CVE-2026-1046: Mattermost Desktop App

Vendor-confirmed - CVE-2026-1046 is a high arbitrary code execution vulnerability in Mattermost Desktop App versions 6.0.0 and earlier, 6.2.0, and 5.2.13.0 that grants a malicious or compromised server the ability to execute arbitrary programs on the user’s Windows system via tampered Help menu links. Users must immediately upgrade to the latest patched version to prevent full system compromise.

Security Advisory: Arbitrary Code Execution via Help Menu Links in Mattermost Desktop App

Overview

A critical vulnerability exists in specific versions of the Mattermost Desktop application. The flaw is a lack of proper validation for links within the application’s Help menu. This allows a malicious or compromised Mattermost server to inject code that, when a user clicks on a tampered Help menu item, can execute arbitrary programs on the user’s Windows system.

Vulnerability Details

The Mattermost Desktop App is a client application for accessing Mattermost team collaboration servers. In affected versions, the application does not properly check or sanitize the destination of links placed in the Help menu by the server it is connected to. An attacker with control over a Mattermost server (e.g., a malicious public server or a compromised internal server) can craft a specially configured Help menu item.

When an unsuspecting user clicks this item, the application will execute a specified program from the local file system without adequate security warnings. This bypasses normal user consent mechanisms and can lead to a full system compromise.

Affected Versions:

• Mattermost Desktop App versions 6.0.0 and earlier
• Version 6.2.0
• Version 5.2.13.0

Mattermost Advisory ID: MMSA-2026-00577 CVE Identifier: CVE-2026-1046 Severity: HIGH (CVSS Score: 7.6)

Potential Impact

If successfully exploited, this vulnerability allows an attacker to run any executable file present on the victim’s Windows computer. This could lead directly to:

• Full System Takeover: Installation of malware, ransomware, or spyware.
• Data Theft: Exfiltration of sensitive files, credentials, or communications.
• Persistence: Establishment of backdoor access for ongoing attacks.
• Lateral Movement: Using the compromised machine to attack other systems on the network.

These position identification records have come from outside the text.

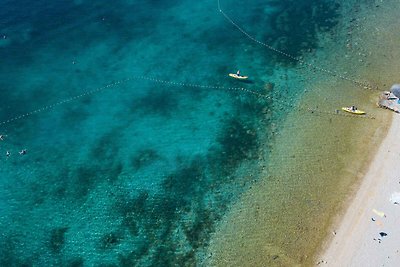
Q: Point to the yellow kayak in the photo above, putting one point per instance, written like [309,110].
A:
[356,112]
[240,77]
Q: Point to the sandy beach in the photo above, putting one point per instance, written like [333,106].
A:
[359,237]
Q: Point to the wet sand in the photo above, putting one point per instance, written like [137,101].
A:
[358,241]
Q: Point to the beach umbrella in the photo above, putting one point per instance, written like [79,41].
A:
[395,90]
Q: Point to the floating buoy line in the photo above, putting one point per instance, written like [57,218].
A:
[302,62]
[170,83]
[239,89]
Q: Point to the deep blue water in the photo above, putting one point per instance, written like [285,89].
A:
[137,174]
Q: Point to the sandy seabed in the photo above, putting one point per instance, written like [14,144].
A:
[367,234]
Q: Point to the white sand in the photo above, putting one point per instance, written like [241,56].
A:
[356,242]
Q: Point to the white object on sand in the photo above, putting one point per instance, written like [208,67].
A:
[395,198]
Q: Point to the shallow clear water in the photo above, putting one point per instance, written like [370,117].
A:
[140,172]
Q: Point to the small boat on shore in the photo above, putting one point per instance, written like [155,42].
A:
[353,110]
[240,77]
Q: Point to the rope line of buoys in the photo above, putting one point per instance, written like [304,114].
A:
[172,83]
[332,73]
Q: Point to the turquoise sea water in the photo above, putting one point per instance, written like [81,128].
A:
[137,174]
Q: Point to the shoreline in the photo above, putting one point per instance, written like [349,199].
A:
[356,239]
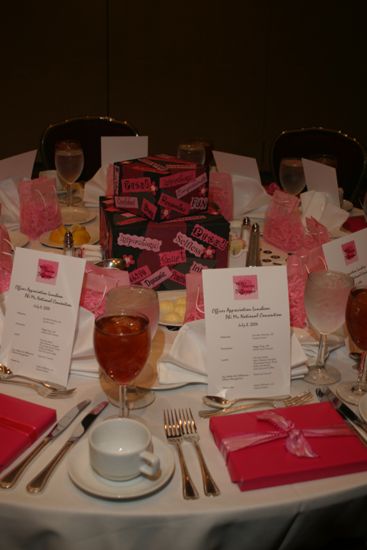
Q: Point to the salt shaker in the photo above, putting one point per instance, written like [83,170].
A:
[69,249]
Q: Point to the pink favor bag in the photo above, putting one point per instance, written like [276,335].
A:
[39,207]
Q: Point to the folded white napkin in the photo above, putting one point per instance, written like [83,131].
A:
[9,200]
[185,362]
[96,187]
[317,205]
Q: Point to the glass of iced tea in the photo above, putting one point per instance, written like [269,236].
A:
[122,345]
[356,321]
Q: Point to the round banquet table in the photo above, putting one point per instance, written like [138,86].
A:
[327,513]
[301,515]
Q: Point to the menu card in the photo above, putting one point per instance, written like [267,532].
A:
[247,331]
[41,314]
[349,255]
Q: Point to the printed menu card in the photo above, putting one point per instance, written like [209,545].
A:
[41,314]
[247,331]
[349,255]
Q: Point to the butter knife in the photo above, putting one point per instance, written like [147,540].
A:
[12,477]
[359,426]
[39,482]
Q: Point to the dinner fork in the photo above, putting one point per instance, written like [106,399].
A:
[174,435]
[190,432]
[298,399]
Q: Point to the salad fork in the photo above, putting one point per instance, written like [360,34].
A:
[174,435]
[298,399]
[190,432]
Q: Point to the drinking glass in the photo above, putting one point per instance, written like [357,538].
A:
[326,296]
[291,175]
[69,163]
[192,151]
[122,345]
[356,321]
[144,300]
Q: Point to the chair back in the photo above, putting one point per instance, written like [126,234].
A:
[88,130]
[319,143]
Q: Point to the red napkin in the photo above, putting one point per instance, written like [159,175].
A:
[21,423]
[355,223]
[270,464]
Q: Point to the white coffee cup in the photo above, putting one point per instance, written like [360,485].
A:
[121,449]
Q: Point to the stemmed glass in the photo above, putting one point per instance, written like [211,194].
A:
[122,345]
[356,321]
[144,300]
[291,175]
[326,296]
[69,163]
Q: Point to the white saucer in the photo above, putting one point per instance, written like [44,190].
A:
[76,214]
[45,239]
[18,239]
[362,407]
[84,477]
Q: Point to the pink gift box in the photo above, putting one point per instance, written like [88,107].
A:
[161,187]
[21,424]
[269,464]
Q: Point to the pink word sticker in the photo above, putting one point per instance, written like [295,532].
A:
[138,275]
[350,252]
[126,202]
[136,241]
[178,277]
[245,287]
[157,278]
[178,179]
[166,201]
[191,186]
[136,185]
[172,257]
[189,244]
[209,237]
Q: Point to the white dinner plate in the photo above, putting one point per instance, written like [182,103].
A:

The attack requires user interaction (a click), but the action appears within the trusted interface of a legitimate application, making it highly plausible.

Remediation and Mitigation

Immediate Action Required:

1. Update the Desktop App: All users must upgrade to a patched version of the Mattermost Desktop App immediately. The Mattermost team has released fixed versions. Check the official Mattermost download portal for the latest secure release.
2. Verify Server Integrity: System administrators should audit their Mattermost server instances for signs of compromise, as this vulnerability is exploited via server-side configuration. Ensure your server software is also up-to-date.

Mitigation Steps (If Immediate Update is Not Possible):

• User Awareness: Advise users to exercise extreme caution and avoid clicking any items in the Help menu of the Mattermost Desktop App until the application is updated.
• Restrict Server Connections: Instruct users to only connect to known, trusted, and organizationally-managed Mattermost servers. The risk is significantly higher when connecting to unknown or public servers.
• Network Controls: Consider implementing network segmentation or rules that limit desktop app connections to authorized Mattermost servers only.

For the latest information and official patches, always refer to the security advisory published by Mattermost.